Boot interview shape:
1) Critical: language → your name → persona name → gender (fixed order)
2) Six indirect probes drawn at random from a pool of ~12.
3) Each probe's answer scores hidden dimensions (tone, cadence, curiosity,
warmth-temperature, density). At the end the scores are reduced to UI
settings (palette, typography, label style, density) and a system prompt.
We never ask the operator directly about tone or cadence or palette. We
infer everything from oblique questions, the way the OS1 boot scene does in
*Her* (2013).
"""
from __future__ import annotations
import logging
import random
from dataclasses import dataclass, field
from typing import Any
from app.cart_store import Cart
log = logging.getLogger("chat-saiden.calibration")
# ---------------------------------------------------------------- voice pool
VOICE_POOL: dict[tuple[str, str], str] = {
("en", "female"): "en_US-amy-medium",
("en", "male"): "jarvis-high",
("en", "neutral"): "en_US-lessac-medium",
("en", "surprise"): "en_US-amy-medium",
("pl", "female"): "pl_PL-gosia-medium",
("pl", "male"): "pl_PL-mc_speech-medium",
("pl", "neutral"): "pl_PL-mls_6892-low",
("pl", "surprise"): "pl_PL-gosia-medium",
}
# ---------------------------------------------------------------- dimensions
# Hidden dimensions, each scored on a signed range.

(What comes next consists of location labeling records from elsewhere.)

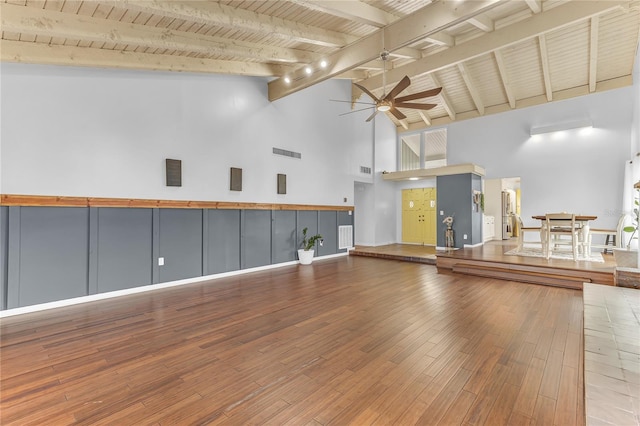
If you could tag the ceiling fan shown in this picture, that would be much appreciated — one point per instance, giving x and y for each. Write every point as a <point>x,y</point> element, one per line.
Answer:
<point>389,102</point>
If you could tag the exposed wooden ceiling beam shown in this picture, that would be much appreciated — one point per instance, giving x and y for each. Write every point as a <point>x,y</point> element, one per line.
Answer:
<point>593,53</point>
<point>534,5</point>
<point>483,23</point>
<point>504,76</point>
<point>40,22</point>
<point>544,60</point>
<point>444,99</point>
<point>472,87</point>
<point>558,17</point>
<point>407,53</point>
<point>429,20</point>
<point>441,39</point>
<point>573,92</point>
<point>352,10</point>
<point>40,53</point>
<point>215,13</point>
<point>424,118</point>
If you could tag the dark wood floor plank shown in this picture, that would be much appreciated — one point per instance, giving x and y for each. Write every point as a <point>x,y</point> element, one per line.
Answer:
<point>350,340</point>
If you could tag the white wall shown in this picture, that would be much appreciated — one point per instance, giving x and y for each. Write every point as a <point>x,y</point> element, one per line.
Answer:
<point>106,133</point>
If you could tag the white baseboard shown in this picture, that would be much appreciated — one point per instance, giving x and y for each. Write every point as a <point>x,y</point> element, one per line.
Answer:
<point>150,287</point>
<point>473,245</point>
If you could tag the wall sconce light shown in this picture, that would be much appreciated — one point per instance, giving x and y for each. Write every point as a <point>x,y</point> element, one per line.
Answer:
<point>578,124</point>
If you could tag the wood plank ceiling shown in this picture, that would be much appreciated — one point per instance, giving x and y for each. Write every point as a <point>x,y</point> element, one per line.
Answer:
<point>488,55</point>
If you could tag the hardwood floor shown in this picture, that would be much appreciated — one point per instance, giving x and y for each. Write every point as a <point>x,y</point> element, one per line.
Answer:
<point>349,340</point>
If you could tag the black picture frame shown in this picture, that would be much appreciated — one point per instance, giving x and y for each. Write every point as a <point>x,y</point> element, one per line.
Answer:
<point>235,179</point>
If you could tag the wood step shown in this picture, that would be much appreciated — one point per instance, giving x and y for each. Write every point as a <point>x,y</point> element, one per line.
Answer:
<point>544,275</point>
<point>556,280</point>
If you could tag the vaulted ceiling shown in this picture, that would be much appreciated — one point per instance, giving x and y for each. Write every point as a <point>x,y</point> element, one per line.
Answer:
<point>488,56</point>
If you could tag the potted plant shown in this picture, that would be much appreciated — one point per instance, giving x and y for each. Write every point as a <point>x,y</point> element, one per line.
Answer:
<point>305,254</point>
<point>629,258</point>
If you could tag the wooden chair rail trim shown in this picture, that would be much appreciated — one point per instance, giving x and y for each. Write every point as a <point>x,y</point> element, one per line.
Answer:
<point>63,201</point>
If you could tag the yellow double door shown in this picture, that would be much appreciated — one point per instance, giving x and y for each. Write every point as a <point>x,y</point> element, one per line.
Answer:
<point>419,216</point>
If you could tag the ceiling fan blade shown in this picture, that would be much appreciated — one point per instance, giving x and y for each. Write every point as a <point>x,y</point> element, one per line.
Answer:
<point>351,112</point>
<point>364,103</point>
<point>404,83</point>
<point>365,90</point>
<point>414,106</point>
<point>397,114</point>
<point>425,94</point>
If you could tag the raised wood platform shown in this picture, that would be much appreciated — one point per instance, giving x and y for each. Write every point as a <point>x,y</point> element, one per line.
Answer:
<point>490,261</point>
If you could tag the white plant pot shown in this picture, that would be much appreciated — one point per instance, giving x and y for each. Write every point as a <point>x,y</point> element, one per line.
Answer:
<point>626,258</point>
<point>305,256</point>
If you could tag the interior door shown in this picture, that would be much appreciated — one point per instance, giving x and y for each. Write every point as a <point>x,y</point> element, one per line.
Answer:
<point>412,200</point>
<point>418,216</point>
<point>429,223</point>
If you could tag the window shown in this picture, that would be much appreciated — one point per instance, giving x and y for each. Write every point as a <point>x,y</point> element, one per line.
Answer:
<point>423,150</point>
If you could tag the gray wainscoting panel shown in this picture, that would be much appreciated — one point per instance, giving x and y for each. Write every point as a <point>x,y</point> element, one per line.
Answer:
<point>224,241</point>
<point>346,218</point>
<point>180,238</point>
<point>256,238</point>
<point>53,254</point>
<point>307,219</point>
<point>124,248</point>
<point>4,253</point>
<point>284,236</point>
<point>328,228</point>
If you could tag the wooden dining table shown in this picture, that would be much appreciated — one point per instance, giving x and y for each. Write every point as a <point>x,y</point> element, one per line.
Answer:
<point>583,220</point>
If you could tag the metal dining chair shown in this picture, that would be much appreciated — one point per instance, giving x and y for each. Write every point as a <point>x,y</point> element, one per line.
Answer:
<point>530,229</point>
<point>562,230</point>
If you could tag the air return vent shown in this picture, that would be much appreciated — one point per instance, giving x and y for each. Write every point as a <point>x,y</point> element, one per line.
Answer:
<point>285,153</point>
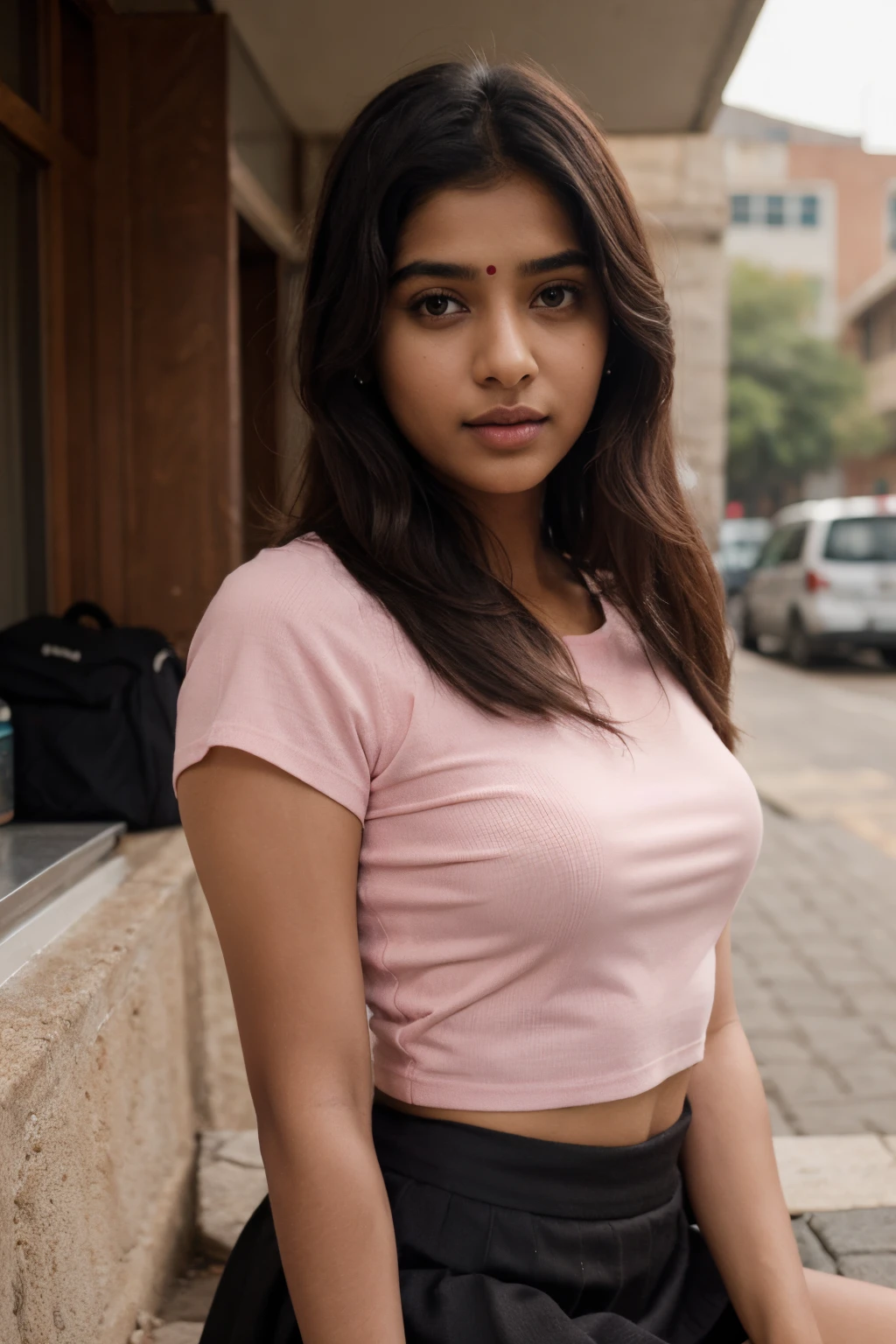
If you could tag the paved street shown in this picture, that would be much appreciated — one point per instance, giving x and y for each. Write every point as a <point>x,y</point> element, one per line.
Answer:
<point>816,930</point>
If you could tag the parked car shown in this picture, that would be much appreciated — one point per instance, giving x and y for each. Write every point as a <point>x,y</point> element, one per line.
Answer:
<point>740,541</point>
<point>825,581</point>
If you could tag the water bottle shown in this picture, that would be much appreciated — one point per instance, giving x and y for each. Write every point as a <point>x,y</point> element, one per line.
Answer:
<point>5,764</point>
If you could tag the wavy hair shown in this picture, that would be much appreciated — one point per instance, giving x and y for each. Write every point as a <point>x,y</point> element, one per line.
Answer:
<point>612,506</point>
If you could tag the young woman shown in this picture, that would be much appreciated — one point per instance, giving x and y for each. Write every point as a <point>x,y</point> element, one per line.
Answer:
<point>458,750</point>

# warmth : -1 (precise / cool) .. +1 (warm / curious)
# cadence : -1 (terse) .. +1 (elaborate)
# energy : -1 (calm / still) .. +1 (lively / quick)

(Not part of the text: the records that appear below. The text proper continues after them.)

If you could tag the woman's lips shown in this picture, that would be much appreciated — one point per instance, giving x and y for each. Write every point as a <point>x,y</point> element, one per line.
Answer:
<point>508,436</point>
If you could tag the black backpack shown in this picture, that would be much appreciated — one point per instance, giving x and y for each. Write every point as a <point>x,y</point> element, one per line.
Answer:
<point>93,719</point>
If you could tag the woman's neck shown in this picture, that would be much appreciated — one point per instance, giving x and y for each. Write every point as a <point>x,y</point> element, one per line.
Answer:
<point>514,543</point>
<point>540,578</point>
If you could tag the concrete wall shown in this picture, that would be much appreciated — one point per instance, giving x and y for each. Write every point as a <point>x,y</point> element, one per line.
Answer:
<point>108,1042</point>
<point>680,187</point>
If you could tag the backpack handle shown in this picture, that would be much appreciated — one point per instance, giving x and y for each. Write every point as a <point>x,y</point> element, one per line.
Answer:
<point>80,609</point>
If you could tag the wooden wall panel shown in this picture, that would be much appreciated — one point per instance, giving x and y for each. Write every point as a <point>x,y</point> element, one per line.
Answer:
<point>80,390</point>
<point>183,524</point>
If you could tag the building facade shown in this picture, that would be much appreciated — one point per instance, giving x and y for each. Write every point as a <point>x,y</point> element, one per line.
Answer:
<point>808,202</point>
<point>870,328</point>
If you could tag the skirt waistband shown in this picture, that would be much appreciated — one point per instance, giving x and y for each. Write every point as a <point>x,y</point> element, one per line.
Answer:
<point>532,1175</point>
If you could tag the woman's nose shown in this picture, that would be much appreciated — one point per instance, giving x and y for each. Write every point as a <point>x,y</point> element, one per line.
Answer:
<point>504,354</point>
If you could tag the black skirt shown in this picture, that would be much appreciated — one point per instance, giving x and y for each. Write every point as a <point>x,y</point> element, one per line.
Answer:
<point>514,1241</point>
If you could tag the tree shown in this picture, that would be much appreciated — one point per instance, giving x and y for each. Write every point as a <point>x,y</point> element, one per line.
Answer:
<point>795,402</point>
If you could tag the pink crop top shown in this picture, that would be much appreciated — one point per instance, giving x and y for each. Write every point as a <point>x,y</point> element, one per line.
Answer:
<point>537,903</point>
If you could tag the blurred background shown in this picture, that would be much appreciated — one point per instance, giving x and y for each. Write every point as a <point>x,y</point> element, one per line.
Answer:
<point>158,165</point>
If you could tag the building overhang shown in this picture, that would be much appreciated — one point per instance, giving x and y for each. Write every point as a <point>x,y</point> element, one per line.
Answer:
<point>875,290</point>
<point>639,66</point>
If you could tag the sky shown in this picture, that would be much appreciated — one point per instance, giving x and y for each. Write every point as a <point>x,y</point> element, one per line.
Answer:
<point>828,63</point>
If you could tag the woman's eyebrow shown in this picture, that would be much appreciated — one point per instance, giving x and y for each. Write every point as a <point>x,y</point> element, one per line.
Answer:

# contrast : -1 (low / soft) .. +1 (high / clean lines)
# curiosity: -1 (reserved) .. +1 (asks back)
#
# Probes score one or more of these in either direction. At the end we
# threshold the totals to land on cart settings.
@dataclass
class CalibrationState:
operator_email: str
step: int = 0
answers: dict[str, Any] = field(default_factory=dict)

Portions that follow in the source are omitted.